You want to undertake works and you appoint a contractor. You then change your mind, and decide to omit some of the works or amend the contract. You will need to consider whether this has an impact on other contractual provisions. In a recent case, the court has ruled that a commercially agreed liquidated damages provision was a penalty.

Unaoil, a company incorporated in the British Virgin Islands brought a case to the High Court against a company called Leighton Offshore incorporated in Singapore in Unaoil Ltd v Leighton Offshore Offshore PTE Ltd [2014] EWHC 2965. The former company has experience in the oil and gas sector principally in 'challenging locations' for matters such as camp solutions, technical workforce etc. for construction / engineering projects, and was appointed (a point which was also debated in the High Court) as a subcontractor of Leighton's, a leading engineering and construction constructor. Both parties entered into a memorandum of agreement (MOA) for a project in Iraq. Unaoil, amongst other claims, required Leighton to pay liquidated damages in the sum of US$40 million for the reasons explained below.

What are liquidated damages?

Leighton agreed to pay Unaoil liquidated damages if Leighton was awarded the contract for the project in Iraq, but Leighton did not in turn adhere to the terms of the MOA. The court found prima facie that Leighton became liable to pay the US$40 million, but as you will see from the following this was held to be unenforceable.

Liquidated damages, as the example above shows, is a fixed sum that the parties to a contract agree, where one party (the defaulting party) will pay the other (the recipient party) in the event of a specific breach by the defaulting party. However, if the liquidated damages payment is not a genuine pre-estimate of the loss that is likely to be suffered by the recipient party, this can be held to be a penalty by the court, and the liquidated damages provision will be unenforceable.

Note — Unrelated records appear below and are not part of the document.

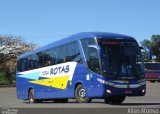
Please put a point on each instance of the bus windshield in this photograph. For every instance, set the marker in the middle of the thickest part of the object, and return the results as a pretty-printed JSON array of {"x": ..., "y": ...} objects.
[{"x": 121, "y": 59}]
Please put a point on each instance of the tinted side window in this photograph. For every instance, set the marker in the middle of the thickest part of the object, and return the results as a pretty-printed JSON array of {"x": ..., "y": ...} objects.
[
  {"x": 40, "y": 59},
  {"x": 47, "y": 57}
]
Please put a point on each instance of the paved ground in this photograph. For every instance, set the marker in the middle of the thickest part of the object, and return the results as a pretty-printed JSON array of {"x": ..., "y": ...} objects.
[{"x": 150, "y": 100}]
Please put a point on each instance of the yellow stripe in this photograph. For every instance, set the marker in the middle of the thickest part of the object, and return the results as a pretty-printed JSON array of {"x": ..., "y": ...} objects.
[{"x": 57, "y": 82}]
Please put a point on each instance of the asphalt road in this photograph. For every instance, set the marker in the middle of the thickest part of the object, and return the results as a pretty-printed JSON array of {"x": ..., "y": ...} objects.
[{"x": 150, "y": 100}]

As a further example, in a construction contract, liquidated damages come in to play where a contractor delays works such that practical completion is not reached by the completion date. In such an event, the contractor agrees to pay the client instructing the works liquidated damages for delay, usually a figure calculated on a weekly basis and pro-rated.

What must you watch out for?

In the Unaoil case, there were no documents available to indicate how the US$40 million had been calculated. Therefore, whilst negotiating liquidated damages in a contract, it would be wise to consider the evidence, proof or commercial justification for arriving at the liquidated damages sum.

More importantly, in the Unaoil case, the initial price of the contract that Leighton was tendering for of US$75 million, was reduced to US$55 million but with no similar reduction to the liquidated damages sum of US$40 million. The court considered that once the original contract price was reduced, it was on any objective view, 'extravagant and unconscionable with a predominant function of deterrence' without any other commercial justification for the clause. For these reasons, the court found the liquidated damages clause to be a penalty and unenforceable.

Therefore, if you as the party to a construction contract wish to omit works or reduce the scope of the works, it would be wise to consider the effect on the liquidated damages provision, and whether the figure will need to be negotiated down with the contractor, at the same time.

The content of this article is intended to provide a general guide to the subject matter. Specialist advice should be sought about your specific circumstances.